Under Trump, the national debt has already increased by almost $7 trillion, to around $27 trillion, making the US one of the most indebted countries in the world. At some point, creditors will begin to worry that the country will not be able to repay. In the signature fashion that led to his companies’ multiple bankruptcies, Trump made this situation worse by suggesting the US is willing to default on debt held by foreigners. Typically, worry shows itself first of all in currency weakness of the type the dollar has seen over the past few months.

my take

First of all, you should realize I’m really out of my comfort zone with the politics here. For what it’s worth, though, I think the Kondratiev/Schumpeter crowd believes that withholding government help and letting people fend for themselves is conceptually the right move. This group seems to have the ear of Senate Republicans. The fact that their personal wealth will suffer most severely from currency weakness probably colors their thinking as well. Trump says he’s in favor of more government aid and could probably persuade Republican senators to change their minds. But he chooses not to.

So we’re kind of in no man’s land. I think this means that we’ll remain in the current “capital flight” stock market, no matter how long in the tooth it appears, for a while yet.

two common market fallacies

market cap/GDP

I was reading an article on Yahoo Finance the other day that cited what it claimed was a Warren Buffett rule to gauge whether the US stock market is under- or overvalued. The idea is that if the total market cap of US stocks exceeds annual GDP (of the US) then stocks are overvalued. If market cap is less than GDP, stocks are undervalued.
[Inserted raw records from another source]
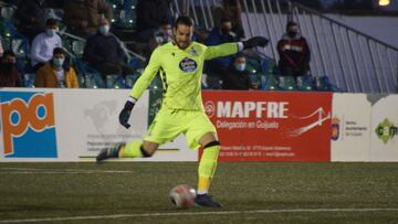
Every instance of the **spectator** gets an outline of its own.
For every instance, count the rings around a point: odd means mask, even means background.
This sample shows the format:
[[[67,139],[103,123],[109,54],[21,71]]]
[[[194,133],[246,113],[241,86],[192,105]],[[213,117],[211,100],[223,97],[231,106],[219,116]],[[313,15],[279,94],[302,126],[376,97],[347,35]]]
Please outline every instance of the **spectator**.
[[[232,23],[232,32],[237,35],[237,40],[244,39],[242,26],[242,7],[239,0],[223,0],[222,8],[216,8],[214,21],[221,22],[222,18],[227,18]]]
[[[15,26],[32,40],[45,25],[45,0],[20,1],[15,11]]]
[[[53,57],[35,74],[34,86],[46,88],[78,88],[77,76],[65,60],[65,52],[55,47]]]
[[[222,74],[222,89],[248,90],[258,88],[256,85],[252,84],[245,65],[244,54],[238,53],[233,60],[233,65],[229,66],[228,72]]]
[[[154,36],[164,21],[171,21],[169,0],[138,0],[137,41],[145,42]]]
[[[98,32],[87,40],[83,60],[100,71],[104,81],[107,74],[133,74],[134,70],[126,64],[123,43],[109,32],[108,20],[106,18],[100,20]]]
[[[38,71],[52,58],[55,47],[62,46],[61,38],[56,34],[57,30],[57,21],[55,19],[48,19],[45,31],[34,38],[31,49],[31,64],[34,71]]]
[[[64,22],[71,33],[88,38],[98,29],[100,18],[111,21],[112,8],[105,0],[67,0],[64,4]]]
[[[6,51],[1,57],[0,87],[20,87],[21,78],[18,74],[17,57],[12,51]]]
[[[277,42],[279,70],[286,76],[303,76],[310,73],[310,47],[300,34],[297,23],[286,24],[286,33]]]
[[[212,46],[222,43],[237,42],[237,35],[232,32],[232,22],[230,19],[222,19],[219,26],[213,28],[207,40],[205,41],[205,45]],[[206,73],[207,83],[210,88],[221,88],[220,86],[220,75],[227,73],[228,67],[232,63],[231,56],[224,56],[219,58],[213,58],[211,61],[206,62]]]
On the surface, this sounds like it might make sense, since it is the US stock market, after all. And the health of the Treasury bond market is tied to the vigor of the US economy. Also, the idea was big in the 1980s, when market cap/GDP was used by Americans and Europeans as a rationale for not becoming involved in the Japanese stock market during a decade-long domestic economy boom there.

Two issues this idea ignores:

–multinational companies. In the case of the US, a good guess is that half the earnings of the S&P 500 come from outside the US. In fact, a very simple but effective way of approaching structuring a portfolio in the US market is to ask whether the US economy will likely do better than the rest of the world in the year ahead or worse. In the first case, the portfolio should overweight domestic-oriented stocks; in the second, internationally-oriented.
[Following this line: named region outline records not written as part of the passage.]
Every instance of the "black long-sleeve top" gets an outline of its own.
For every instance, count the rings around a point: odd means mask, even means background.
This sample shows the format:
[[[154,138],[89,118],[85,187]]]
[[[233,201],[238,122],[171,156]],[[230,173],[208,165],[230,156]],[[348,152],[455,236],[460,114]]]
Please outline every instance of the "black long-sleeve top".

–how much of the domestic economy is publicly traded. In the case of the US, big sectors like real estate and housing have little representation. Germany, whose market cap has seldom, if ever, exceeded half of the country’s GDP, is the biggest counterexample for the cap/GDP idea. Two reasons: almost nothing is listed in Germany, and German citizens have historically had little interest in stocks.

For the record, I can’t imagine Buffett thinks this.
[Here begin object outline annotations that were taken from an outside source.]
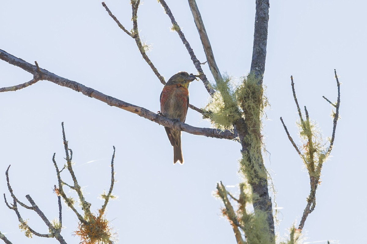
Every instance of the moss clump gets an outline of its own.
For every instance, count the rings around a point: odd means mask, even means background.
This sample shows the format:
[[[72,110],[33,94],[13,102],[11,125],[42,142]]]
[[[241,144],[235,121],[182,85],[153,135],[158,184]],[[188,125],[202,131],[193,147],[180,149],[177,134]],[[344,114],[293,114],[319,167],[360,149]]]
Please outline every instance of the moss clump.
[[[177,24],[174,24],[171,27],[171,30],[172,31],[178,31],[181,29],[179,26]]]
[[[30,231],[29,227],[28,226],[28,220],[23,221],[21,218],[19,221],[20,224],[19,224],[18,227],[20,229],[21,231],[24,231],[24,234],[28,238],[32,238],[33,233]]]
[[[215,128],[232,129],[235,121],[242,117],[232,82],[232,77],[225,74],[223,81],[212,86],[217,92],[203,109]]]
[[[80,239],[81,244],[110,243],[113,234],[109,224],[103,215],[96,216],[92,214],[87,224],[79,223],[78,230],[74,232],[74,234]]]
[[[240,171],[249,183],[257,184],[268,177],[261,155],[263,144],[261,119],[269,102],[264,95],[260,80],[252,73],[243,78],[243,82],[236,89],[235,94],[244,115],[248,131],[243,139],[247,147],[242,152]]]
strong stock market = strong economy

Typically, this is the case, in my experience. But there are exceptions, like Mexico in the 1980s–and Germany almost always. In today’s US, it’s easy to see, by comparing the global NASDAQ with the US-centric Russell 2000, that stocks are strong in spite of weakness in domestically-oriented issues. In fact, somewhat like Mexico back then, the US market is underpinned by the near-zero interest rates made necessary by our extreme economic weakness.

A side note: over the past three months, the R2000 (+22.7%) has held its own with NASDAQ (+24.5%). Both have far outdistanced the S&P 500 (+17.5%). Why the R2000 strength? Three possible reasons (translation: I don’t know): counter-trend rally; the worst of the pandemic is already baked into R2000 prices; anticipation that Trump will not be reelected. My guess is some combination of the first two. I think it’s too early to be trying to figure out the election, although belief in four more years of Trump dysfunction should translate into shorting the dollar and the R2000.